The price of soybeans rose Monday because of speculation that global supplies will become tighter as demand grows more robust.
Soybeans for March delivery increased 23 cents, or nearly 2 percent, to $12.52 per bushel, the highest ending price since mid-October.
The U.S. Agriculture Department predicted in a long-term forecast that soybean stockpiles will decline 9.3 percent by the end of August and then increase 7.2 percent by August 2013.
The forecast comes as more developing countries such as China are buying the protein-rich beans to feed their growing populations. Mike Zuzolo, president of Global Commodity Analytics & Consulting LLC, noted that China bought U.S. soybeans last week and another sale of beans was reported Monday for an unknown destination.
Telvent DTN analyst John Sanow said that more customers who use soybeans are buying contracts, which is an indication that there are concerns about future supplies.
"At the end of the day, it doesn't really matter what we think we're going to plant, it's what we plant and ... end up with," he said.
In other March agriculture contracts, wheat increased 11.25 cents to finish at $6.4125 per bushel, and corn rose 7.75 cents to $6.395 per bushel.
Other commodities were mixed after Greek lawmakers approved deep spending cuts needed for the country to get more bailout money and avoid default on its massive debt. European leaders will meet Wednesday to discuss Greece.

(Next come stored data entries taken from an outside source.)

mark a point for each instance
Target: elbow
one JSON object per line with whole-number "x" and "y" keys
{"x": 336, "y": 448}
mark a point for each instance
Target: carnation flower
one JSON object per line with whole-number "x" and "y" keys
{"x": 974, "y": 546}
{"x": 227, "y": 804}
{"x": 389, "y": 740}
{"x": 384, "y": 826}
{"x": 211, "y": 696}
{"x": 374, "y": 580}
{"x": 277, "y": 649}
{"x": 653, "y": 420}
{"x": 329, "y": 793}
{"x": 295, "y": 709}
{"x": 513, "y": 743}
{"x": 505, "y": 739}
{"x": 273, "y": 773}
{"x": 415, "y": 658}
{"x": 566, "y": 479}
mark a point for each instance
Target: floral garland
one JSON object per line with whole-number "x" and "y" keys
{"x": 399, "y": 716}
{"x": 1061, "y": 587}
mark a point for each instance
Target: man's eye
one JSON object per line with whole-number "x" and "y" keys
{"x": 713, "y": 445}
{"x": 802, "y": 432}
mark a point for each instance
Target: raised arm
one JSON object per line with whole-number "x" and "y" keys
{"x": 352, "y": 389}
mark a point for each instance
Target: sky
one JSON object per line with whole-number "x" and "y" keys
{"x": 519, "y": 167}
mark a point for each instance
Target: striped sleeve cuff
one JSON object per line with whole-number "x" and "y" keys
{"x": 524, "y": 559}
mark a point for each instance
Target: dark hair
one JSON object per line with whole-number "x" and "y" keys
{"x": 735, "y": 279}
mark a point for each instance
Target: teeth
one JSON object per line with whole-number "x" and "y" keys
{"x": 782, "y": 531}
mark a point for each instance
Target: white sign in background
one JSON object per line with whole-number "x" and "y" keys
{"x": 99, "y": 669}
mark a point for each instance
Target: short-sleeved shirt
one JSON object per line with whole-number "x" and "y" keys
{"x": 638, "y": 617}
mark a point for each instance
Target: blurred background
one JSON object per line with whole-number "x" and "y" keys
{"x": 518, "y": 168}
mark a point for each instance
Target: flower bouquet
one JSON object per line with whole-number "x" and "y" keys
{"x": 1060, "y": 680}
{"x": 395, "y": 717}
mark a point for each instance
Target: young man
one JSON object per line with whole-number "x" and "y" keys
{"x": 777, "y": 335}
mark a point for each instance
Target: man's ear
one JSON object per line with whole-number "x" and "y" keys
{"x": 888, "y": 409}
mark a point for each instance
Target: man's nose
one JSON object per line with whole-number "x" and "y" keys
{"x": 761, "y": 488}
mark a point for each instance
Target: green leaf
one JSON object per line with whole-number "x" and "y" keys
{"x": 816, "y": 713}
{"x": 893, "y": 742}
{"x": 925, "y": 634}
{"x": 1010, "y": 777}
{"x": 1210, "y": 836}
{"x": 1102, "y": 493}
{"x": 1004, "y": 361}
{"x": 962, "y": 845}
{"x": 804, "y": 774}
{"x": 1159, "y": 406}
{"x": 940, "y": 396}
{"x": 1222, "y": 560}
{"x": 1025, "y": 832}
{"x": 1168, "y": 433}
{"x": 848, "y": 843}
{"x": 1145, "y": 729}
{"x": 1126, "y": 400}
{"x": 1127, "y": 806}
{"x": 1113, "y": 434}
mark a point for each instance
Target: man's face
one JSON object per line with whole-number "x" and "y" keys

Without a deal, Greece faces a crippling bankruptcy that could hurt the broader European economy and slow demand for many commodities, including oil, copper and agriculture products.
Gold for April delivery fell 40 cents to finish at $1,724.90 an ounce.
In March contracts, silver rose 11.8 cents to end at $33.722 an ounce, copper fell 2.25 cents to $3.8395 per ounce and palladium fell $4.50 to $698.55 per ounce. April platinum fell $10.10 to finish at $1,649.70 an ounce.
Benchmark crude rose $2.24 to finish at $100.91 per barrel on the New York Mercantile Exchange. Heating oil fell 2.21 cents to $3.16 per gallon, gasoline futures increased 3.76 cents to $3.0125 per gallon and natural gas declined 4.6 cents to $2.431 per 1,000 cubic feet.